Dapoxetine is extensively metabolised to multiple Phase I and Phase II metabolites by more cytochrome P450 isoforms (CYP), with no predominant enzyme (unpublished data) being predominant. Since there are several parallel routes of dapoxetine metabolism, significant metabolic pharmacokinetic interactions between dapoxetine and CYP isoform inducers or inducers are unlikely. In vitro studies have shown that tadalafil does not inhibit or induce CYP isoforms 13 and is therefore not expected to have clinically significant pharmacokinetic interactions with dapoxetine. Sildenafil does not induce CYP isoforms in vitro but may partially inhibit some CYP isoforms, 14 however, it is unlikely that maximum plasma concentrations (1 μM) associated with a maximum dose of 100 mg affect the pharmacokinetics or metabolism of dapoxetine.
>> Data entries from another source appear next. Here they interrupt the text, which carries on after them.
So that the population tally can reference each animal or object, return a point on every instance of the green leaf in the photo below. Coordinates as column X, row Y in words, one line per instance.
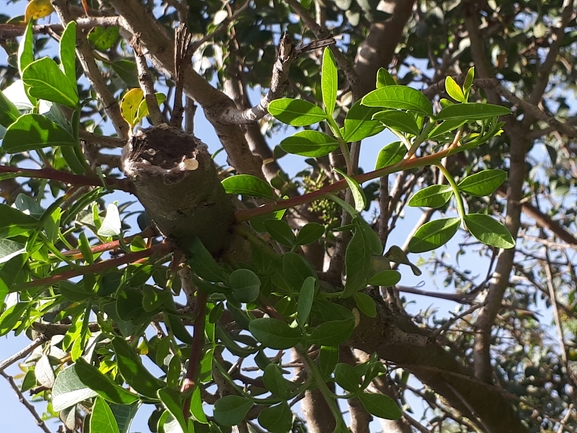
column 275, row 382
column 332, row 333
column 453, row 90
column 11, row 317
column 13, row 222
column 347, row 377
column 433, row 234
column 386, row 277
column 102, row 419
column 46, row 81
column 133, row 371
column 296, row 112
column 328, row 358
column 68, row 52
column 399, row 98
column 275, row 334
column 245, row 285
column 398, row 120
column 359, row 124
column 483, row 183
column 366, row 304
column 8, row 111
column 473, row 111
column 434, row 196
column 103, row 38
column 280, row 232
column 9, row 249
column 384, row 78
column 171, row 400
column 231, row 409
column 203, row 264
column 329, row 81
column 356, row 191
column 296, row 269
column 124, row 415
column 305, row 301
column 26, row 49
column 276, row 419
column 309, row 143
column 248, row 185
column 446, row 126
column 381, row 406
column 309, row 233
column 69, row 390
column 34, row 131
column 489, row 231
column 111, row 225
column 469, row 79
column 390, row 155
column 106, row 388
Although the known metabolic pathways and results of inhibition and induction in vitro for ever long tablet in karachi, sildenafil and tadalafil indicate that co-administration would result in few pharmacokinetic effects, this definitive clinical trial was performed for several reasons. First, in vitro data does not always reliably predict pharmacokinetic interactions in vivo, 15 and an appropriately designed clinical trial is needed in order to definitively assess the potential for in vivo interaction between medicinal products. Second, in vitro data provide no information on the safety and tolerability of concomitant medications. Even in the absence of pharmacokinetic interaction between drugs and drugs, it is possible that safety and tolerability can be altered when two drugs are administered. Finally, as many men suffer from both PE and ED and are likely to be treated concomitantly for both conditions, PDE-5 inhibitors are the most likely concomitant therapy to be taken with dapoxetine. The potential for interactions must therefore be evaluated in a clinical study.

As a result, this study investigates the effects of PDE-5 inhibitors on tatalin and sildenafil in pharmacokinetics and everlong dapoxetine tolerability of healthy voluntary men. Sildenafil and tadalafil are selected as PDE-5 inhibitors, because they are often prescribed and different from their parmacokinetic properties. Sildenafil has a small half life of about 4 h, 14 while tadalafil has a higher than half life of 17.5h.

Methods and Materials

Healthy men (aged 18-45 years old, N = 24) within 20% of the normal weight for height and shape and with blood pressure (BP) within range 90- 140 mmHg systolic and 50-90 mmHg diastolic. Examples of medical history, physical examination, blood chemistry, complete blood count (CBC), urinalysis, and electrocardiogram (ECG) clinic, or if there is a positive screen in the clinic urine drug or alcohol breath test. All subjects are required to use the medically accepted method of contraception throughout the study period and within 3 months of completing the study. Alcohol, caffeine, and grapefruit consumption are not allowed within 48 hours before each dose, and caffeine is limited to 450 mg / day; smoking or tobacco use within the last 3 months is unavailable. Examples are not included when they use any prescription or over-the-counter medications (except acetaminophen or vitamins) within 7 days before each dose, to minimize the effect of the cause to study.